Drug Enforcement Administration


Keith Martin (Acting), Special Agent in Charge

March 01, 2017

Contact: Brian McNeal

Phone Number: (571) 362-1498

Cleveland Man Charged For Selling Heroin That Led To Two Overdoses In Ohio

CLEVELAND, Ohio - Law enforcement officials announced today that a Cleveland man was indicted in federal court on charges that he sold heroin that caused at least two overdoses in Wooster, Ohio.
Demetrius L. Frizzell, 30, was indicted on six counts: two counts of distribution of heroin, one count of possession with intent to distribute heroin, one count of obstruction of justice and two counts of witness tampering.  The heroin distribution charges come with a sentencing enhancement for selling heroin that caused serious bodily injury to individuals on or about Oct. 29 and Nov. 3, 2016.

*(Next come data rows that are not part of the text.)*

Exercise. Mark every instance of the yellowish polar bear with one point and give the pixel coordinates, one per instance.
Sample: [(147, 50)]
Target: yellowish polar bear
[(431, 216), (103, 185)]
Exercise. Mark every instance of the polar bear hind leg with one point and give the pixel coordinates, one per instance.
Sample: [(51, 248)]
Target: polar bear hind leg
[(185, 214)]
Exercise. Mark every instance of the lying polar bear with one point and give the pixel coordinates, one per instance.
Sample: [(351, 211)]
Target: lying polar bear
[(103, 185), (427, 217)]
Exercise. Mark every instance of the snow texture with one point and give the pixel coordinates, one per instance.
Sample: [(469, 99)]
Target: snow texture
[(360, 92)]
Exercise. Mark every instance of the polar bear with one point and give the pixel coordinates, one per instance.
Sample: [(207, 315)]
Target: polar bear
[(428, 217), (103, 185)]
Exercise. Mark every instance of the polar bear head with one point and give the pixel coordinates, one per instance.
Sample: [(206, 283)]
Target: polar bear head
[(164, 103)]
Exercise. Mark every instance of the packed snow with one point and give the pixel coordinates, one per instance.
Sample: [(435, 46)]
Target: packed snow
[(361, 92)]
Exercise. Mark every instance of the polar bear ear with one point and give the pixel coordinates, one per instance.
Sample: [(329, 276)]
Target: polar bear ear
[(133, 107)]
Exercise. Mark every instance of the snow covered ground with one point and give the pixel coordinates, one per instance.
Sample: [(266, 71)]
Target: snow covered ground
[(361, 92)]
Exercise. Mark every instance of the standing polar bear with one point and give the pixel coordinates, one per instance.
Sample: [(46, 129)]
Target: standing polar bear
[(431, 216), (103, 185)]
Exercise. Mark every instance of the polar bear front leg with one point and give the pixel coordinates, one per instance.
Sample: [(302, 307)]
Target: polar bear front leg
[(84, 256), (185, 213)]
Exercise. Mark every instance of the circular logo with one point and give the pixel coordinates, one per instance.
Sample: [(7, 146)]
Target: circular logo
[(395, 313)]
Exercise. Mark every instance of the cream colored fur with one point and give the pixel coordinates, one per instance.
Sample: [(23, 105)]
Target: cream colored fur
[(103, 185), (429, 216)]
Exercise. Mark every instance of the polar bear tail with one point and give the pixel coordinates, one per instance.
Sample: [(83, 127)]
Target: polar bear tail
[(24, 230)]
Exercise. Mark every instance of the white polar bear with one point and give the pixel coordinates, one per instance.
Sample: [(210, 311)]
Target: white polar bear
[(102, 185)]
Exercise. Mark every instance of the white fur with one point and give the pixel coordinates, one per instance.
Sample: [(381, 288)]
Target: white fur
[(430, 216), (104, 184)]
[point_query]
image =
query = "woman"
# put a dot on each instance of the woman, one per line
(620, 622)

If convicted on those counts, the sentences could carry a mandatory minimum penalty of 20 years in prison.
Wooster police learned about a heroin overdose victim who on November 3rd was brought to an emergency room unresponsive and appeared to be deceased.  He was revived after emergency-room staff administered 12 doses of Narcan.  According to court documents, investigators were able to trace the sale of heroin to Frizzell. 
Frizzell also sold heroin on October 29th that resulted in an overdose, according to court documents.
Frizzell, while in custody, called overdose victims and instructed them to change their statements to police, according to court documents.

The U.S. Drug Enforcement Administration’(DEA) Special Agent in Charge of the Detroit Field Division, Timothy Plancon stated, “Overdoses and overdose deaths related to heroin have become an epidemic across the country and Ohio has been hit particularly hard by this problem. Identifying and bringing to justice those individuals that distribute illegal drugs that result in an overdose, is one of DEA’s top priorities.”

“Heroin has caused an unprecedented wave of death, pain and destruction in Ohio,” U.S. Attorney Carole S. Rendon said. “No corner of the state is immune. Only though aggressive law enforcement -- combined with education and prevention efforts, changes in prescribing practices and making treatment available to those who want help -- can we turn the tide on the opioid epidemic.”

This case was investigated by the DEA, the MEDWAY Drug Enforcement Agency, the Wooster Police Department and the Wayne County Sheriff’s Office.  The case is being prosecuted by Assistant United States Attorney Teresa Riley.
The investigation is ongoing.

If convicted, the defendants’ sentences will be determined by the court after review of factors unique to this case, including the defendant’s prior criminal record, if any, the defendant’s role in the offense and the characteristics of the violations. In all cases, the sentence will not exceed the statutory maximum and, in most cases, it will be less than the maximum.